What is the Limit of t raised to the Power of 1/t as t Approaches Infinity?

[freezer]

Homework Statement

\lim_{t\rightarrow \infty } t^{\frac{1}{t}}

Homework Equations

The Attempt at a Solution

let \ y = x^{\frac{1}{x}}

\ln y = {\frac{1}{x}} ln x

\lim_{x\rightarrow \infty } ln y = \lim_{x\rightarrow \infty } {\frac{ln x}{x}}

L'H
\lim_{x\rightarrow \infty } ln y = \lim_{x\rightarrow \infty } {\frac{\frac{1}{x}}{1}} = \frac{0}{1} = 0

Wolfram shows the answer to be 1 and intuition says that a^0 = 1 so i am not sure where my error is.

 

[Ray Vickson]

Homework Statement

\lim_{t\rightarrow \infty } t^{\frac{1}{t}}

Homework Equations

The Attempt at a Solution

let \ y = x^{\frac{1}{x}}

\ln y = {\frac{1}{x}} ln x

\lim_{x\rightarrow \infty } ln y = \lim_{x\rightarrow \infty } {\frac{ln x}{x}}

L'H
\lim_{x\rightarrow \infty } ln y = \lim_{x\rightarrow \infty } {\frac{\frac{1}{x}}{1}} = \frac{0}{1} = 0

Wolfram shows the answer to be 1 and intuition says that a^0 = 1 so i am not sure where my error is.
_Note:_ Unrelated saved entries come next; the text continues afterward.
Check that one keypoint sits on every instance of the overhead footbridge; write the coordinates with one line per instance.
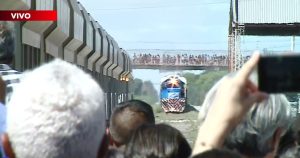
(75, 37)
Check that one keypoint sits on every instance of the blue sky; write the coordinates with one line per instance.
(173, 24)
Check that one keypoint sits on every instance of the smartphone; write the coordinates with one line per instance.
(279, 73)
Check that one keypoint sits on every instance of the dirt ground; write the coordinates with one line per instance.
(186, 122)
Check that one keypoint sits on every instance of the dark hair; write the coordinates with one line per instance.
(114, 153)
(7, 42)
(157, 141)
(287, 141)
(217, 153)
(127, 117)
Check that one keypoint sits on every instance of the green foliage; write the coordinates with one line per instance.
(143, 91)
(199, 85)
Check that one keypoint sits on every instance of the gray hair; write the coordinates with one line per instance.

Why do you think you have made an error?

 

[freezer]

Why do you think you have made an error?

http://www.wolframalpha.com/input/?i=lim+t-%3Einf+t^%281%2Ft%29

 

[eumyang]

let \ y = x^{\frac{1}{x}}

It would be better to write it this way:
Let
let \ y = \lim_{x\rightarrow \infty } x^{\frac{1}{x}}

\ln y = {\frac{1}{x}} \ln x

When you take the natural logarithm of both sides, you actually get
\ln y = \ln \left( \lim_{x\rightarrow \infty } x^{\frac{1}{x}} \right)
... but since ln x is continuous, you can rewrite it as
\ln y = \lim_{x\rightarrow \infty } \ln \left(x^{\frac{1}{x}} \right) = \lim_{x\rightarrow \infty } {\frac{1}{x}}\ln x

\ln y = \lim_{x\rightarrow \infty } {\frac{\frac{1}{x}}{1}} = \frac{0}{1} = 0
(EDIT: I removed the "lim" in front of ln y.)
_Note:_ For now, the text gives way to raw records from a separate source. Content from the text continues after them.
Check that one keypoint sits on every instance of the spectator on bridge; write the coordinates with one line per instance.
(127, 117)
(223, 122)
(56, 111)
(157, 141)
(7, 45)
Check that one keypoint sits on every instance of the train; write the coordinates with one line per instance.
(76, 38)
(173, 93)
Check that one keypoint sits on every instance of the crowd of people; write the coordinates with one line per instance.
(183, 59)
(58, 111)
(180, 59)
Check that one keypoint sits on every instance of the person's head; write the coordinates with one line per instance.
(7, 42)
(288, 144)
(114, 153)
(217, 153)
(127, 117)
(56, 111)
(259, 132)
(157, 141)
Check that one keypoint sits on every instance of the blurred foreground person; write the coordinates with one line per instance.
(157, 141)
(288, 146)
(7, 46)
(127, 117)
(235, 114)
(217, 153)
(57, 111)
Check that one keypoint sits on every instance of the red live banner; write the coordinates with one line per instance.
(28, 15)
Wolfram shows the answer to be 1 and intuition says that a^0 = 1 so i am not sure where my error is.

That's because you are not finished. You have one more step to go. What does that 0 represent?

 

[freezer]

That's because you are not finished. You have one more step to go. What does that 0 represent?

0 = ln y so e^0 = 1?

 

[eumyang]

Yes, ln y = 0, so y = e⁰ = 1. If you use my corrected definition of y, then you have your answer.

 

[Ray Vickson]

http://www.wolframalpha.com/input/?i=lim+t-%3Einf+t^%281%2Ft%29

That is not what I asked: I know what Wolfram said. I want to know why you think your answer is wrong.

 

[HallsofIvy]

"a^0= 1" has nothing to do with this. If you just replace x with \infty, you get \infty^0 which is "undetermined".

 

[freezer]

"a^0= 1" has nothing to do with this. If you just replace x with \infty, you get \infty^0 which is "undetermined".

Then are you saying:
\lim_{t\rightarrow \infty} t ^ \frac{1}{t} = DNEAfter doing some more searching i found this:
https://www.physicsforums.com/showpost.php?p=3048872&postcount=44

 

[Dick]

Then are you saying:
\lim_{t\rightarrow \infty} t ^ \frac{1}{t} = DNEAfter doing some more searching i found this:
https://www.physicsforums.com/showpost.php?p=3048872&postcount=44

No, you were correct in post 5. If lim ln(y)=0 then lim y=e^0=1. The limit of t^(1/t) is 1.